- Born: Kells, Meath
- Died: 1993 Dublin
- Resting place: Kells
- Other name: Catherine Strong
- Occupation: Chef
- Employer: Self-employed
- Known for: Michelin-starred Dunderry Lodge
- Spouse: Nicholas (Nick) Healy

= Catherine Healy (chef) =

Irish chef (died 1993)

Catherine Healy (née Strong) (born Kells, died 1993) was an Irish Michelin-starred head chef during her spell in the kitchen of restaurant Dunderry Lodge.

According to the Irish Independent, she may have been Ireland's greatest female chef.

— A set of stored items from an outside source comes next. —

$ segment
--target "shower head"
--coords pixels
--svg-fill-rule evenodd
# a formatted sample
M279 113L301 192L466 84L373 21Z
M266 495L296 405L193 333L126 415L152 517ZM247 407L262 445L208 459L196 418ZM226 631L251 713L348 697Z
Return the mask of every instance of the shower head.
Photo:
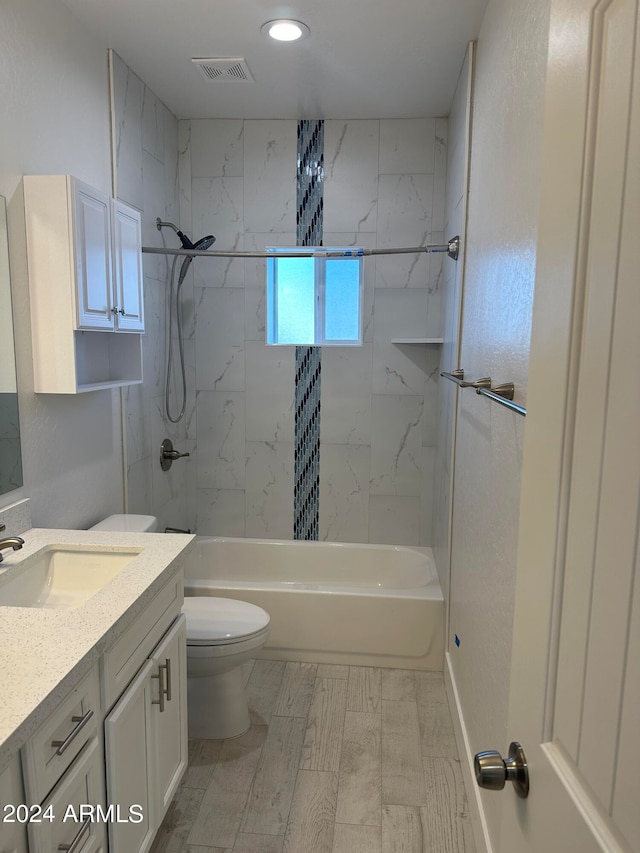
M178 235L179 236L179 235ZM184 234L182 235L184 237ZM182 240L182 237L180 239ZM210 249L211 246L216 242L216 238L213 234L208 234L206 237L201 237L196 243L192 243L187 237L184 237L185 240L189 243L188 246L184 246L184 241L182 245L185 249L195 249L197 252L206 252L207 249ZM189 264L193 260L192 255L187 255L187 257L182 262L182 267L180 268L180 275L178 276L178 286L182 284L184 278L187 274L187 270L189 269Z
M197 249L199 252L206 252L207 249L210 249L211 246L216 242L216 238L213 234L207 234L206 237L201 237L197 243L192 246L188 246L189 249Z
M186 234L183 234L182 231L180 231L177 225L174 225L173 222L163 222L160 217L156 219L156 228L158 229L158 231L160 231L162 228L173 228L173 230L180 238L180 242L182 243L183 249L200 249L202 251L205 251L215 242L216 239L213 234L209 234L208 237L203 237L201 240L198 240L198 242L194 244L191 242L191 240L187 237Z

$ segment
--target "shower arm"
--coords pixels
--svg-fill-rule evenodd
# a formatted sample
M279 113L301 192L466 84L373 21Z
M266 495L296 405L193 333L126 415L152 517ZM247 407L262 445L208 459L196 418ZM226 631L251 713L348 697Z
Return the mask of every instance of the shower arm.
M171 223L163 224L171 225ZM234 252L231 250L225 251L221 249L200 251L198 249L165 249L156 246L143 246L142 251L151 255L185 255L191 258L357 258L362 255L406 255L420 254L421 252L436 254L439 252L446 252L452 260L457 261L460 252L460 237L452 237L447 243L437 243L427 246L414 246L402 249L354 249L352 251L345 249L340 252Z

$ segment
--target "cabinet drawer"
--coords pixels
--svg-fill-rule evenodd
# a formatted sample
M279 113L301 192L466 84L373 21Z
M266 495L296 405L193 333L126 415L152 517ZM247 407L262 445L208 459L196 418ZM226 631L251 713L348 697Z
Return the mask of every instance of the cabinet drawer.
M43 802L42 821L29 824L29 853L58 853L74 843L77 853L106 851L103 773L100 743L93 738Z
M180 613L183 586L183 573L179 571L104 654L101 686L105 710L111 708Z
M97 667L91 670L22 748L28 803L41 803L100 723Z

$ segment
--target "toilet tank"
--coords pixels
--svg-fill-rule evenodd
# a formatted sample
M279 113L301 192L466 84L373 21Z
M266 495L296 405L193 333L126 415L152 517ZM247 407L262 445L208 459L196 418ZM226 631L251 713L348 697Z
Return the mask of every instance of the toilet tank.
M104 518L89 530L107 530L114 533L154 533L158 529L155 515L116 514Z

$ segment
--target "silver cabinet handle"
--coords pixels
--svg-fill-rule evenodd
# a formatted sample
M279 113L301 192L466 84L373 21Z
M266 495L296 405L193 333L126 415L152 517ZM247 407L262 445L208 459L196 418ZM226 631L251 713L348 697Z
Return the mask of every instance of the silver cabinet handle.
M171 702L171 658L165 658L165 667L167 668L167 702Z
M73 740L80 734L80 730L83 729L87 725L87 723L89 722L91 717L93 717L93 711L92 710L88 710L87 713L84 714L84 716L82 716L82 717L76 717L76 716L71 717L71 722L77 723L77 725L69 732L69 734L66 736L66 738L64 740L52 740L51 741L51 746L57 747L56 755L62 755L63 752L66 752L66 750L69 748L69 746L71 746L71 743L73 742Z
M80 849L80 846L83 844L84 836L89 831L91 826L91 818L87 818L85 822L82 824L78 832L76 833L75 838L71 842L71 844L58 844L58 850L65 851L65 853L76 853L77 850Z
M152 705L160 705L160 713L164 713L164 697L167 695L167 687L165 681L165 673L167 671L166 663L158 664L158 674L152 675L151 678L158 679L158 698L152 699ZM168 697L167 697L168 698Z

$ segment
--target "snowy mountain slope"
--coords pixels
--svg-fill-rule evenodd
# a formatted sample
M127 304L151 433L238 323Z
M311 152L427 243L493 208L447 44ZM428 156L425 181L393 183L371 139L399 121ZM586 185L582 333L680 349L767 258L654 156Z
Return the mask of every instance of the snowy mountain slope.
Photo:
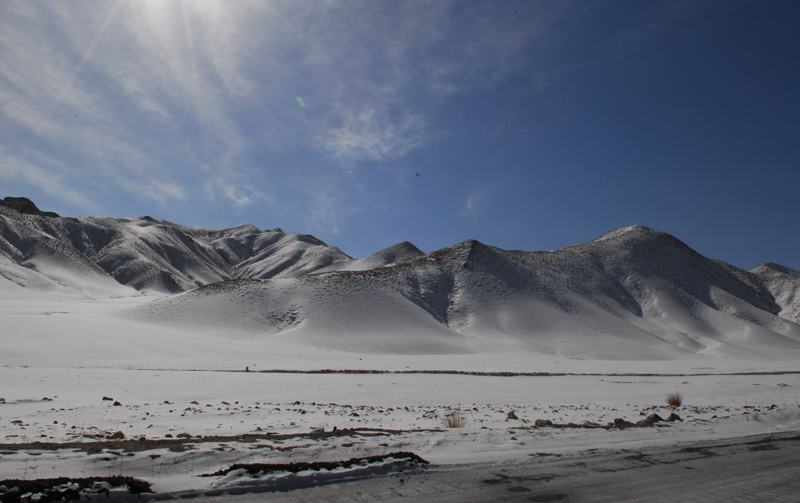
M335 271L368 271L370 269L377 269L385 265L402 262L416 257L425 255L419 248L403 241L389 248L385 248L377 253L373 253L369 257L356 259L351 262L340 262L316 271L322 272L335 272Z
M800 271L772 262L765 262L750 270L766 286L782 318L800 323Z
M259 234L248 252L249 258L234 267L234 277L291 278L353 260L314 236L283 232Z
M128 313L142 320L371 353L800 356L800 273L743 271L642 226L551 252L470 240L423 255L404 242L354 260L280 229L62 218L24 198L2 202L0 288L184 292Z
M552 252L466 241L367 271L210 285L131 315L361 352L797 358L800 325L782 312L757 274L633 226Z
M140 291L174 293L238 277L299 276L352 261L313 236L279 229L262 232L240 225L208 230L150 217L62 218L39 211L24 198L4 201L9 199L26 212L0 205L0 254L50 280L59 274L59 268L51 274L49 267L57 262L67 269L91 269ZM8 281L26 275L10 264L2 267Z
M8 213L12 218L6 218ZM61 219L30 216L0 207L0 288L102 297L139 294L110 277L74 246L26 225L36 220L50 224Z
M465 336L431 318L402 292L358 273L232 280L162 300L139 306L128 316L178 325L213 324L231 333L247 329L256 336L341 351L472 351Z

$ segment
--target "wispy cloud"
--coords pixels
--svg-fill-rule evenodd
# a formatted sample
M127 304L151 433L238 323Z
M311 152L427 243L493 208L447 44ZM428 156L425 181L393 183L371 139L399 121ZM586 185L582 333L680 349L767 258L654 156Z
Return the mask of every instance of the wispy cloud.
M71 163L159 204L202 194L239 208L269 199L271 176L293 176L271 171L282 164L265 162L272 156L351 168L437 141L441 103L528 68L555 15L458 0L10 0L3 9L0 45L13 50L0 53L0 141L22 145L5 151L14 165L69 184ZM315 197L309 220L336 228L338 217L323 216L336 196Z
M348 110L342 122L320 131L320 142L347 166L401 157L427 140L420 114L390 118L383 109Z
M233 164L238 128L186 41L170 38L174 13L154 12L167 4L181 5L12 3L0 110L28 146L15 155L36 150L49 158L42 169L69 159L84 181L105 177L162 203L185 197L183 175L203 159Z
M268 200L266 194L258 188L223 177L208 180L205 192L210 200L215 201L218 197L222 197L239 209Z
M162 180L148 180L145 182L123 180L120 185L131 192L142 194L165 206L186 199L186 190L172 182Z
M486 200L490 195L488 187L479 187L475 189L469 196L467 196L467 200L464 203L464 209L459 214L460 216L464 217L471 217L477 218L480 215L480 211L483 206L486 204Z

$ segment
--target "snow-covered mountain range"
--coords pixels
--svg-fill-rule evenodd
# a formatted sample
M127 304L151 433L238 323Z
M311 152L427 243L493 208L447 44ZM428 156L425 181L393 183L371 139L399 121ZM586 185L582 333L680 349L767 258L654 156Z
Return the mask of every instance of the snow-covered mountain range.
M261 231L248 224L201 229L148 216L61 218L25 198L3 203L0 256L7 260L0 259L0 275L21 286L54 282L80 288L62 278L65 270L74 270L140 291L176 293L234 278L373 268L422 255L403 244L353 260L313 236L280 229Z
M7 198L3 284L177 293L127 315L347 351L453 354L501 344L602 359L800 357L800 272L771 263L744 271L643 226L550 252L470 240L429 254L401 243L355 260L280 229L63 218Z

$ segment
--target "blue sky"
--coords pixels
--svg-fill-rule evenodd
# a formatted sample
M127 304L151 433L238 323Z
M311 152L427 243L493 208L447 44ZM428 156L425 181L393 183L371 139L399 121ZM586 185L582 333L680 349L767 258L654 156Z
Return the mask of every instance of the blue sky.
M796 1L0 4L0 196L549 250L643 224L800 269Z

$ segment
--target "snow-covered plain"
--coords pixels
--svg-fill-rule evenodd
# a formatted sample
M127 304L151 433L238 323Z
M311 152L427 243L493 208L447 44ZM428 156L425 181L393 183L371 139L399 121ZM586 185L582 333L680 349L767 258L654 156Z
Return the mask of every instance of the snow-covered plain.
M800 431L800 369L790 359L686 354L653 361L643 353L641 360L593 360L502 340L452 354L360 352L364 335L358 333L349 341L353 349L342 351L228 322L198 326L131 316L151 301L0 290L2 479L127 475L150 482L161 497L301 494L319 486L323 492L308 495L315 499L325 497L325 488L341 498L348 484L364 491L365 480L392 480L365 497L391 500L401 479L412 484L440 471L474 474L480 467L488 474L550 459L545 454L581 463L597 452L619 452L622 459L631 450ZM267 372L276 369L394 372ZM682 406L667 406L671 392L684 395ZM512 411L517 419L509 419ZM446 427L453 413L463 427ZM652 413L664 419L675 413L682 421L627 429L534 427L536 419L606 425ZM124 439L113 439L117 432ZM199 476L235 463L394 452L431 464L389 458L332 471ZM474 475L462 483L453 491L463 498ZM507 500L525 500L534 493L513 491L541 489L547 481L509 484Z

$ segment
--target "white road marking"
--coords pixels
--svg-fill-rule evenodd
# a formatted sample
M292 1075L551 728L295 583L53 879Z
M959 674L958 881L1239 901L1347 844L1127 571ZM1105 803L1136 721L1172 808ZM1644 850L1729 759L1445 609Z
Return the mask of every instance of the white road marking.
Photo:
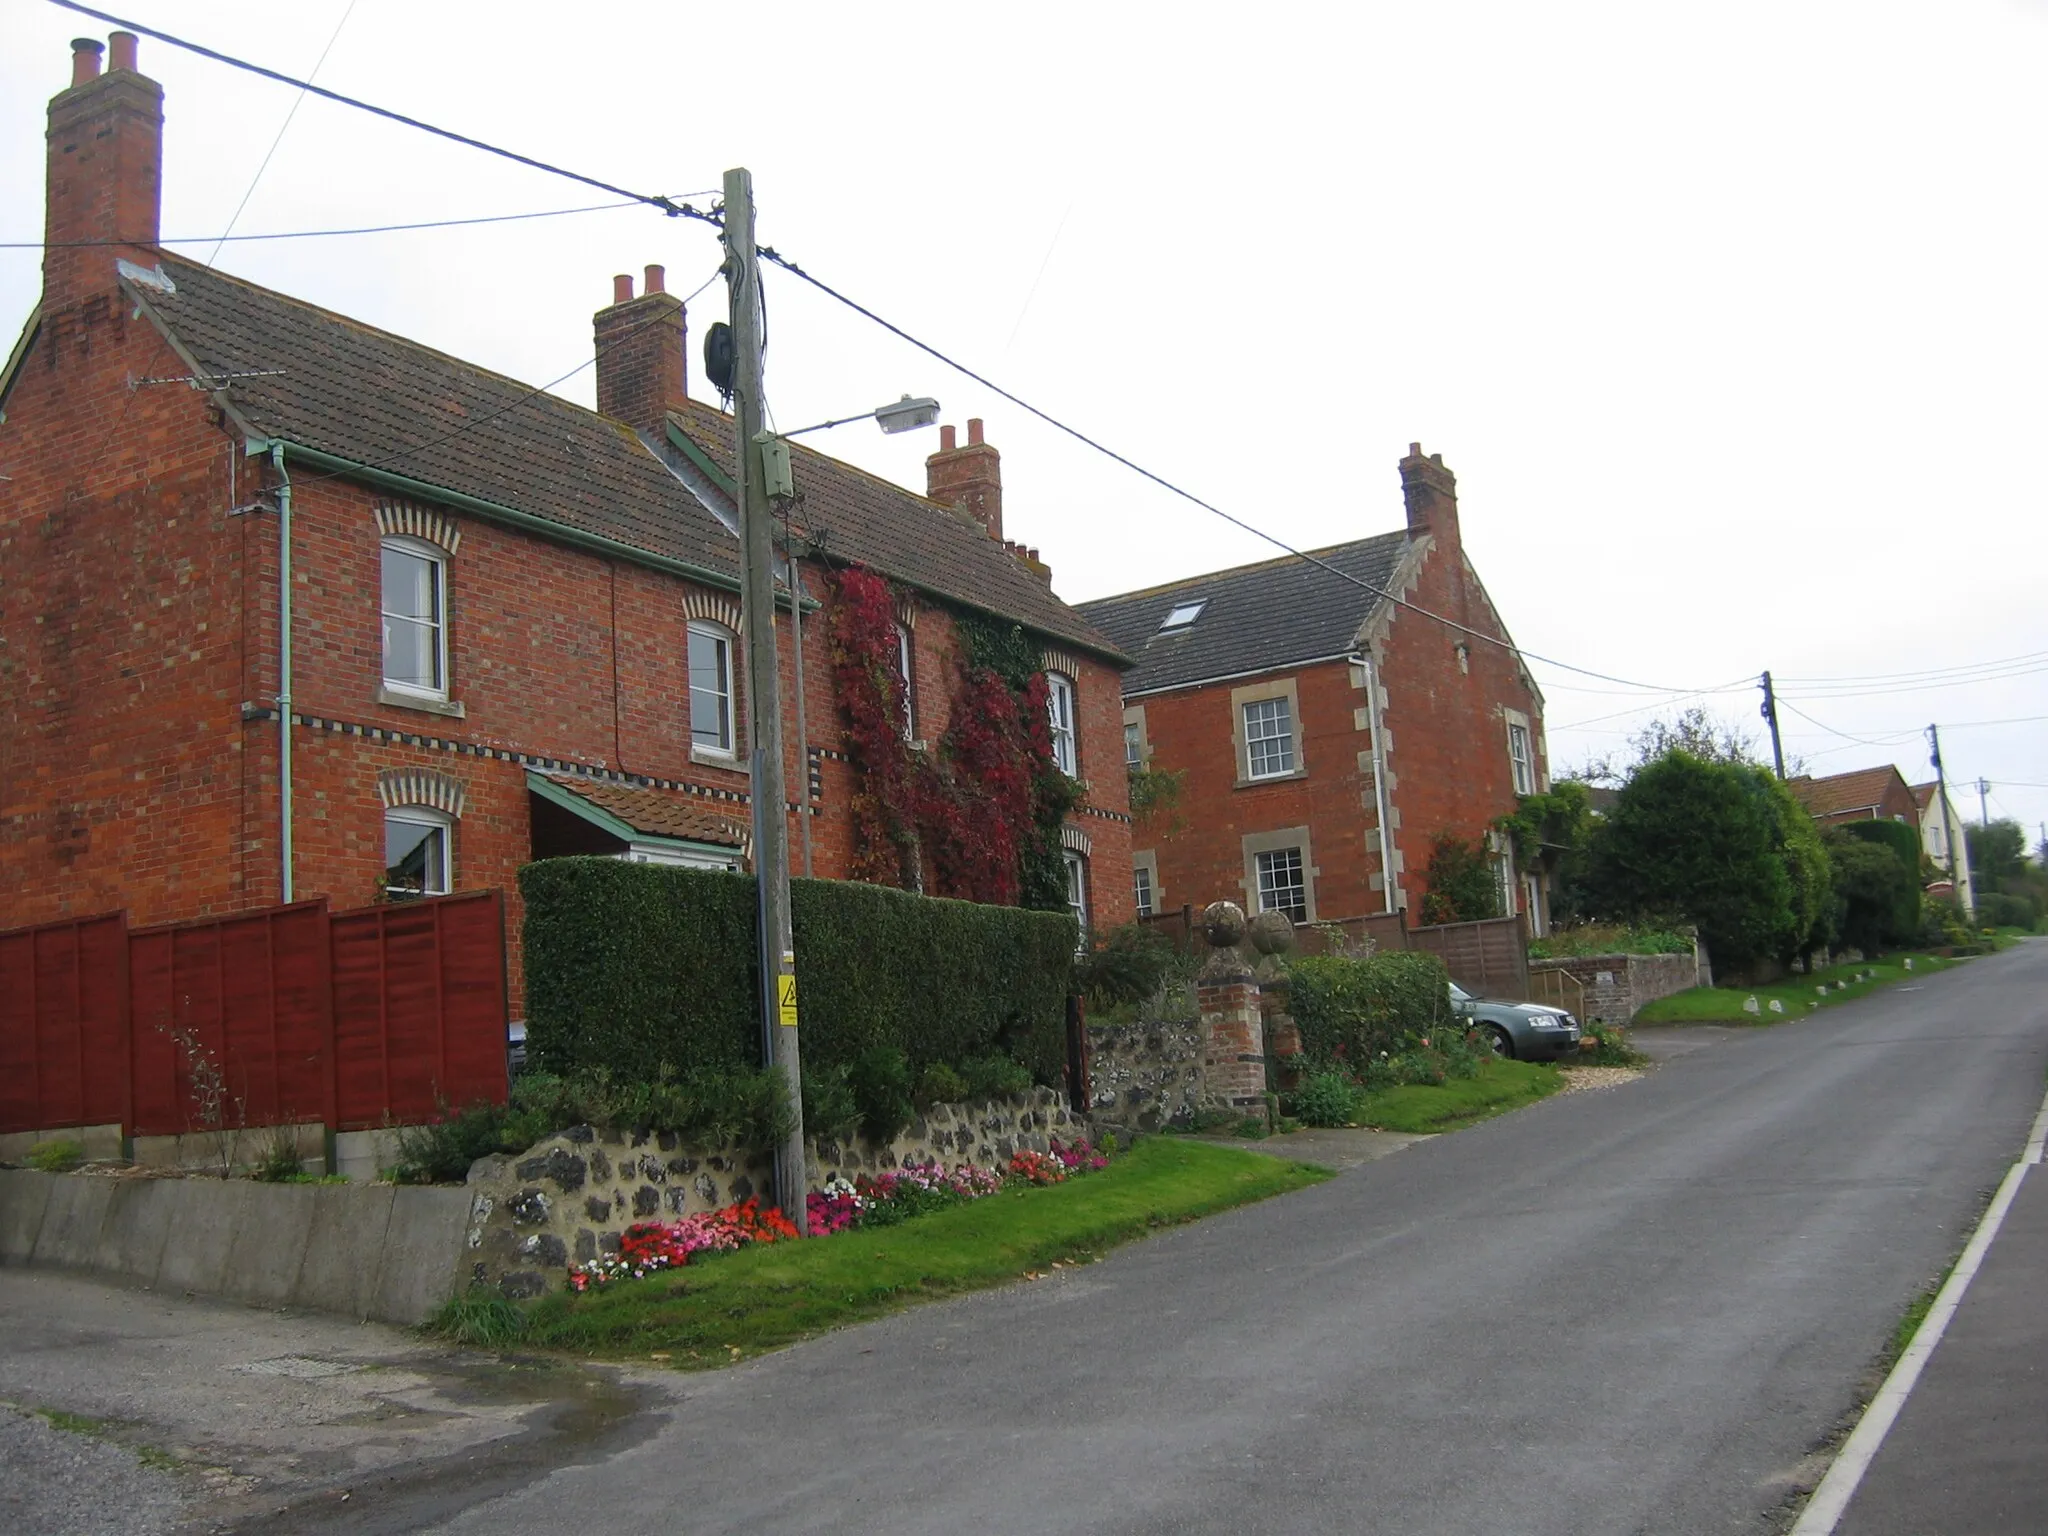
M1998 1229L2005 1223L2005 1213L2012 1209L2020 1181L2027 1176L2029 1168L2040 1163L2044 1138L2048 1138L2048 1098L2042 1100L2041 1112L2034 1117L2034 1128L2027 1136L2025 1152L2006 1170L1998 1193L1991 1197L1990 1208L1984 1212L1984 1219L1977 1223L1977 1230L1970 1235L1969 1246L1956 1260L1948 1283L1934 1298L1934 1305L1927 1309L1927 1316L1913 1335L1913 1342L1899 1356L1898 1364L1885 1377L1884 1385L1877 1389L1877 1396L1870 1400L1869 1408L1864 1410L1855 1430L1843 1443L1841 1454L1828 1468L1828 1475L1813 1490L1813 1497L1807 1500L1799 1523L1792 1527L1792 1536L1829 1536L1840 1523L1843 1511L1849 1507L1849 1501L1856 1496L1856 1490L1863 1482L1864 1474L1870 1470L1871 1462L1877 1459L1884 1437L1898 1419L1899 1410L1906 1406L1914 1384L1920 1380L1920 1372L1928 1357L1947 1331L1949 1319L1962 1305L1963 1293L1969 1290L1970 1282L1977 1277L1984 1255L1991 1250L1992 1239L1998 1236Z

She, and her husband Nick, sold the restaurant in 1990, due to a terminal illness.

== Career ==
Catherine Healy was a renowned Irish chef. She owned the Dunderry Lodge restaurant with her husband Nick Healy. She was considered one of the most distinguished chefs of her time. After her husband Nick lost his job they acted on their plans to acquire a space to start their business. They decided to purchase the Darcy farm, Gaurie House, in Dunderry and convert it. This construction took 18 months and they opened the restaurant in November 1977. They converted the shed into a lodge and the barn into a dining room.

==Awards==
- Michelin star 1986-1989
- Red M 1981-1985
- One star Egon Ronay Guide 1983-1985 and 1987–1988.